7.5Le Comité note également le grief de violation de l’article9 (par. 4) du Pacte, selon lequel les auteurs n’ont pas eu accès à un recours pour contester la légalité de leur détention. Il constate que les auteurs ont souligné le caractère irrégulier et illégal de leur détention auprès de la Haute Cour militaire, mais que celle-ci,dans sa décision du 1erdécembre 2006, s’est déclarée incompétente à statuer sur la légalité des douze premiers mois de leur détention en raison de la législation interne de l’État partie sur ce point. Le Comité constate en outre que d’autres requêtes de mise en liberté adressées au Premier Président de la Haute Cour militaire et au Président de la République, dont des copies ont été envoyées au Ministre de la défense nationale, au Ministre de la justice et au Ministre des droits humains, sont restées sans réponse. En l’absence de toute information de l’État partie réfutant ces allégations ou de tout autre renseignement pertinent au dossier, le Comité conclut en l’espèce à une violation de l’article9 (par. 4) du Pacte.

8.Le Comité, agissant en vertu de l’article 5 (par. 4) du Protocole facultatif, constate que les faits dont il est saisi font apparaître une violation par l’État partie de l’article9 (par 1, 3 et 4) du Pacte.

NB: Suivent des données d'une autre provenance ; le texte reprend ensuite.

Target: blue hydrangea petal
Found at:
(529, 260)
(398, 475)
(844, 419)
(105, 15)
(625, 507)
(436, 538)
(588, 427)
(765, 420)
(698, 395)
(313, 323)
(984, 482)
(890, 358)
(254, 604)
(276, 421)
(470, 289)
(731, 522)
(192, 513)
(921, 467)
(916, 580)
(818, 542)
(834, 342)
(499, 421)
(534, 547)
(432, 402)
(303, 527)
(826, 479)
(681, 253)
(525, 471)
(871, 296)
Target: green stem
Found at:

9.Conformément à l’article 2 (par. 3 a)) du Pacte, l’État partie est tenu d’assurer aux auteurs un recours utile. Il a l’obligation d’accorder une réparation intégrale aux individus dont les droits garantis par le Pacte ont été violés. En conséquence, l’État partie est tenu, entre autres, de prendre des mesures appropriées pour : a) contrôler la légalité de la détention de M. Ngabu et de M. Iribi au regard des garanties au titre du Pacte, et procéder à leur libération immédiate ou à l’application d’autres mesures moins attentatoires à leur droit à la liberté le cas échéant ; et b) accorder aux auteurs une indemnisation adéquate. L’État partie est également tenu de veiller à ce que des violations analogues ne se reproduisent pas.

10.Étant donné qu’en adhérant au Protocole facultatif, l’État partie a reconnu que le Comité a compétence pour déterminer s’il y a ou non violation du Pacte et que, conformément à l’article 2 du Pacte, il s’est engagé à garantir à tous les individus se trouvant sur son territoire et relevant de sa juridiction les droits reconnus dans le Pacte et à assurer un recours utile lorsqu’une violation a été établie, le Comité souhaite recevoir de l’État partie, dans un délai de cent quatre-vingts jours, des renseignements sur les mesures prises pour donner effet aux présentes constatations. L’État partie est invité en outre à rendre celles-ci publiques et à les diffuser largement dans ses langues officielles.